CS35: Lab 8

A skeleton version of the programs will appear in your cs35/labs/08 directory when you run update35. The program handin35 will only submit files in this directory.

I encourage you to work with a partner on this lab and the entire project.

Introduction

This lab is the third part of a larger project to build a web browser with a search engine for a limited portion of the web. In the first part you summarized the content of a web page by creating a binary search tree that contained the word frequencies of all words that appeared in the page that were not in a given file of words to ignore. In the second part you read in a list of URLs and constructed word frequency trees to summarize their content. Next you prompted the user for a query, searched for each query word in the saved word frequency trees, and then used a priority queue to report the most relevant pages for the query.

In the third part of this project, you will make the search for relevant pages more efficient by caching search results in a dictionary. Each time a query is entered, you will first check a dictionary to see if this query has been answered before. If so, you can get the results directly from the dictionary without any further processing. If not, you will create the results as you did in part 2 and add them to the dictionary.

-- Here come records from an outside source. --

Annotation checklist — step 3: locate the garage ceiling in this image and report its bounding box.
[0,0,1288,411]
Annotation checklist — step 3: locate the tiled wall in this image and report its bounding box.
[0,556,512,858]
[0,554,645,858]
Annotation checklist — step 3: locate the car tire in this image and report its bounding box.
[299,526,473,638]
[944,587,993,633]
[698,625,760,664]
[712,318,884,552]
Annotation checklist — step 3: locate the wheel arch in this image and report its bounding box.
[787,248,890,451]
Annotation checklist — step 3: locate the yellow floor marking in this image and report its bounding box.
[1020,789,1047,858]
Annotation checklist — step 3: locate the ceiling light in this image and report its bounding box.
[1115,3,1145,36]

We'd like to be able to use the cache as much as possible to make our web browser fast. To this end we will remove all ignore words from the query, sort the remaining words, and concatenate them together to make a string key for our dictionary. In this way the queries "computer science department" and "department of computer science" will both end up with the same key "computer department science", assuming "of" is one of the ignore words. Using this approach will allow us to find saved results more frequently, and take the most advantage of the cache.

Sample Run

As before, your program will take two command-line arguments: the filename of a list of URLs stored in the Computer Science domain and the filename of a list of words to ignore during the analysis. For example:

% ./part3 urls.txt ignore.txt

This will output:

Scanning the ignore file...done.
Summarized 13 urls

Enter a query or type 'quit' to end
Search for: analysis of algorithms
ignoring of
query key: algorithms analysis 
Relevant pages:
                              www.cs.swarthmore.edu/~adanner : 7
                             www.cs.swarthmore.edu/~richardw : 6
             www.cs.swarthmore.edu/~meeden/cs35/f09/lab3.php : 4
            www.cs.swarthmore.edu/~meeden/cs35/f09/index.php : 4
                                  www.cs.swarthmore.edu/~cfk : 4
                              www.cs.swarthmore.edu/~newhall : 2
                               www.cs.swarthmore.edu/~meeden : 1
             www.cs.swarthmore.edu/~meeden/cs35/f09/lab6.php : 1
Added to cache

Search for: algorithms analysis
query key: algorithms analysis
Found in cache!
Relevant pages:
                              www.cs.swarthmore.edu/~adanner : 7
                             www.cs.swarthmore.edu/~richardw : 6
             www.cs.swarthmore.edu/~meeden/cs35/f09/lab3.php : 4
            www.cs.swarthmore.edu/~meeden/cs35/f09/index.php : 4
                                  www.cs.swarthmore.edu/~cfk : 4
                              www.cs.swarthmore.edu/~newhall : 2
                               www.cs.swarthmore.edu/~meeden : 1
             www.cs.swarthmore.edu/~meeden/cs35/f09/lab6.php : 1

Search for: computer science department
query key: computer department science
Relevant pages:
                              www.cs.swarthmore.edu/~newhall : 35
                                  www.cs.swarthmore.edu/~cfk : 24
                             www.cs.swarthmore.edu/~richardw : 20
                              www.cs.swarthmore.edu/~adanner : 17
                               www.cs.swarthmore.edu/~meeden : 16
            www.cs.swarthmore.edu/~meeden/cs35/f09/index.php : 5
             www.cs.swarthmore.edu/~meeden/cs35/f09/lab6.php : 1
Added to cache

Search for: department of computer science
ignoring of
query key: computer department science
Found in cache!
Relevant pages:
                              www.cs.swarthmore.edu/~newhall : 35
                                  www.cs.swarthmore.edu/~cfk : 24
                             www.cs.swarthmore.edu/~richardw : 20
                              www.cs.swarthmore.edu/~adanner : 17
                               www.cs.swarthmore.edu/~meeden : 16
            www.cs.swarthmore.edu/~meeden/cs35/f09/index.php : 5
             www.cs.swarthmore.edu/~meeden/cs35/f09/lab6.php : 1

Search for: quit
Goodbye

Classes, Programs, and Files Used

A number of classes are provided for you. Classes, programs or files from the previous lab that you need to copy into the current lab directory are underlined below. Classes, programs or files that you have to complete for this lab appear in bold below.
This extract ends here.